Bu tehdit sonucu maçın ikinci yarısının hemen başında karşılaşmanın Hakemi Tolga Özkalfa, yardımcı hakeminin itirazına rağmen futbol sahalarında görmeye alışık olmadığımız bir şekilde aynı pozisyonda üst üste iki hata ile toplamda 3 dakikada gol kararını verebilmiştir. Beklentimiz Sayın Özkalfa'nın en azından bugün, maçtan saatler sonra cesurca yaşananları raporuna yazmış olmasıdır.
Başta, oyunun gidişatına net bir şekilde müdahale eden kararlara imza atan Özkalfa ve yardımcılarının, ardından MHK ve son olarak Türkiye Futbol Federasyonunun yaşananlarla ilgili korkusuzca (!) değerlendirmeler yapacağını ummaktan başka bir çare yoktur.
Türk Futbolunda yaşanan bu kara geceden sonra Bursa ve Bursaspor camiasına düşen bazı görevler de vardır.
Bizler biliyoruz ki 16 Mayıs 2010'nun bir bedeli olacaktı ve o bedel zaman içinde camiamıza ödetilecekti. O tarihten bu yana, hakem hataları, verilen cezalar, maç saati planlamaları başta olmak üzere işleyişin Bursaspor aleyhine geliştiğini görmek durumundayız. Bu hafta oynanacak ilk mücadele ile birlikte mevcut sisteme karşı duruşumuzu sürdürmek, yapılan haksızlıklara karşı kenetlenmek tek seçeneğimizdir. Büyük taraftarımızdan, Bursa şehrinden istediğimiz bu mücadeleyi omuz omuza vermek ve doğru bildiğimiz bu yolda bütün engellere ve ayak oyunlarına karşı yıkılmadan durabilmektir.
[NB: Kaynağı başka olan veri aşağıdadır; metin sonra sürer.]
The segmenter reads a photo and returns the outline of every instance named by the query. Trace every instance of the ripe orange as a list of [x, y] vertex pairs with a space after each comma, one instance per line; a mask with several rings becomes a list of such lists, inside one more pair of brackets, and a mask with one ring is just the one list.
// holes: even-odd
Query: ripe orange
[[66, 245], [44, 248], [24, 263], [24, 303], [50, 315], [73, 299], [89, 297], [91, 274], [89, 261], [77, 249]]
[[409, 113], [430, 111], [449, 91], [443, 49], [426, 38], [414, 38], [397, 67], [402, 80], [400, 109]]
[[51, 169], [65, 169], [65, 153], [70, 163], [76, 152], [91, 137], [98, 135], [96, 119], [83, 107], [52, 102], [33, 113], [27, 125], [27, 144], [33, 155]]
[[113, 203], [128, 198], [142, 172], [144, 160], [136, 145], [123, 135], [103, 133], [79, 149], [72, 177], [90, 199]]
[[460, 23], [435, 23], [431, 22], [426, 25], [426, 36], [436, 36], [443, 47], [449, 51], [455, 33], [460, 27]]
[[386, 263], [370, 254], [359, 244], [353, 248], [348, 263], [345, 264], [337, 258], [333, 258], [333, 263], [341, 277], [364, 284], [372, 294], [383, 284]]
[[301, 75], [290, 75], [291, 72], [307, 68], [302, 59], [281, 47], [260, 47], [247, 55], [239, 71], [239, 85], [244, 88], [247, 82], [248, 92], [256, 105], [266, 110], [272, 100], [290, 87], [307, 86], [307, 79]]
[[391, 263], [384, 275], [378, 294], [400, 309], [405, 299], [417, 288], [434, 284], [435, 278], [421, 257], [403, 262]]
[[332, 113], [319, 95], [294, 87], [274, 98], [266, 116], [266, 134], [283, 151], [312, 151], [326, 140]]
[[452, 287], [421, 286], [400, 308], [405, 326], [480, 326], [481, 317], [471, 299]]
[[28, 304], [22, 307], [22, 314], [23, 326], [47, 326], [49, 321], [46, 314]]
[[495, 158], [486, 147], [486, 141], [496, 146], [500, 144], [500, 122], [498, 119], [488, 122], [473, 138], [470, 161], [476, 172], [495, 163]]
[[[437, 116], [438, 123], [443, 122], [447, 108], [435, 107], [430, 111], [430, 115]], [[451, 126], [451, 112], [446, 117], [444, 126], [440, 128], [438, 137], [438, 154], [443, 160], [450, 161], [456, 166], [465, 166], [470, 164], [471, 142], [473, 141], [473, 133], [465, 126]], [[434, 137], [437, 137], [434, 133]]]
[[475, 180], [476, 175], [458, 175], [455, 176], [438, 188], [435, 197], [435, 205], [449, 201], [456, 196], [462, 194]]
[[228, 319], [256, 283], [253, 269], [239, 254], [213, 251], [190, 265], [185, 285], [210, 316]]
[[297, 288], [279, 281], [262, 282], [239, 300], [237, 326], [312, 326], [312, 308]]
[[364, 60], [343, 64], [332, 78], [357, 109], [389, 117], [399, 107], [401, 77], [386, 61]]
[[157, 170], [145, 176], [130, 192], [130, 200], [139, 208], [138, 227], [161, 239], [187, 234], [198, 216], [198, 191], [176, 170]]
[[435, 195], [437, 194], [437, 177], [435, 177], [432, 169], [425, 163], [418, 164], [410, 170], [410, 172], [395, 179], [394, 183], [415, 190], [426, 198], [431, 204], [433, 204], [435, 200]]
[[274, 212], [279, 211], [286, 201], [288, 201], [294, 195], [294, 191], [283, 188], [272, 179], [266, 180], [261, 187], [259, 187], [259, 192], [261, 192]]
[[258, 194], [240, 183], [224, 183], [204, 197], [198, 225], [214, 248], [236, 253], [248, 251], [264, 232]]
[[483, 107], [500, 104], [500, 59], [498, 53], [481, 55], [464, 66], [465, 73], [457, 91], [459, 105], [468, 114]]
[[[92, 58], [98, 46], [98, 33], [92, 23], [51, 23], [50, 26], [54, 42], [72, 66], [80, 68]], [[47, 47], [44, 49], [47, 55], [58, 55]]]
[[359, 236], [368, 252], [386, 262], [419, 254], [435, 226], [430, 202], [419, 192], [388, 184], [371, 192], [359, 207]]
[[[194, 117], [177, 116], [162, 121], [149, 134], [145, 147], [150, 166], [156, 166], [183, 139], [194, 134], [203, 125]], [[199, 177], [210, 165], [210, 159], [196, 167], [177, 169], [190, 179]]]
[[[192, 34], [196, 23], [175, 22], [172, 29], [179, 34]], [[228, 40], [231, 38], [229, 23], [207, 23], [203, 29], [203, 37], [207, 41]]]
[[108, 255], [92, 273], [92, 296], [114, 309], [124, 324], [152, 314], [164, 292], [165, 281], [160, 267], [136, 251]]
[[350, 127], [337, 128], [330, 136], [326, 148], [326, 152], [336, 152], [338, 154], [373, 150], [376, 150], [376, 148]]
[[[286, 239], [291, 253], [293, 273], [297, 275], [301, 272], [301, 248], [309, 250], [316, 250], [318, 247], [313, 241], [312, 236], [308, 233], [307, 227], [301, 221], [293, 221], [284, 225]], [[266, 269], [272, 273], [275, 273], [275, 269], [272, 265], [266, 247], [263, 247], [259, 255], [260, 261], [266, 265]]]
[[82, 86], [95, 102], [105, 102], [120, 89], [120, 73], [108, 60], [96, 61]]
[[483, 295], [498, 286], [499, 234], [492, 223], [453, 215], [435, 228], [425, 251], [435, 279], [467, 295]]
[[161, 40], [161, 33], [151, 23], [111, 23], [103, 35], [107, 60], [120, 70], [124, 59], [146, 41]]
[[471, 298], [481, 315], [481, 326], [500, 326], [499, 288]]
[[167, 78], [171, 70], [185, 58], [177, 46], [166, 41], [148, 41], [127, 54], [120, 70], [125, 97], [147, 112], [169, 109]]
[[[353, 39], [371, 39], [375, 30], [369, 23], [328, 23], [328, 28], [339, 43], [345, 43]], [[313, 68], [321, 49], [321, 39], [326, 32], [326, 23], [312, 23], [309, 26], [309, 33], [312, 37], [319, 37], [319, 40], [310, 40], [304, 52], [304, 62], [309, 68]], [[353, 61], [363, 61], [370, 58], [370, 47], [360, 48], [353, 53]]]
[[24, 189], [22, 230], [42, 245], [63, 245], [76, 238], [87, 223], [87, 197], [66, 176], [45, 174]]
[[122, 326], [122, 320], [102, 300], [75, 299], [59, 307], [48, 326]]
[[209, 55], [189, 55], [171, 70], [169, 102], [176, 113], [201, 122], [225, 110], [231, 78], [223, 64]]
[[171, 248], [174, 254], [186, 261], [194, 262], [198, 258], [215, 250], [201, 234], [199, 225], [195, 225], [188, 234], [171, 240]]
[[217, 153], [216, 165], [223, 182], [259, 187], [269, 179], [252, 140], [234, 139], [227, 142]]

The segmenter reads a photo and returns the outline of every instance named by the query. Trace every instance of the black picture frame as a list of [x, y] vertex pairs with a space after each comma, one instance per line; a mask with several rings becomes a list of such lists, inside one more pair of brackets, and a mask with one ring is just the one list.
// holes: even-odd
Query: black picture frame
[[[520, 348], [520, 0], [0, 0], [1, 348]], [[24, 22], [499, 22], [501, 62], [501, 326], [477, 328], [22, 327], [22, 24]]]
Geçtiğimiz hafta yaptığımız açıklamada Hakem camiamızdan tek beklentimizin sadece ve sadece adaletli yönetim anlayışı olduğunu ifade etmiştik. Bugün ise artık bu beklentinin de anlamlı olmadığını görmekteyiz. Bundan sonra kimseden hiçbir beklenti içinde olmadığımızı belirterek, Bursaspor camiamızı şehrine ve takımına sahip çıkmaya devam edip tarihe geçmekte olan onurlu duruşumuzu sürdüreceğimizi kamuoyuna duyururuz.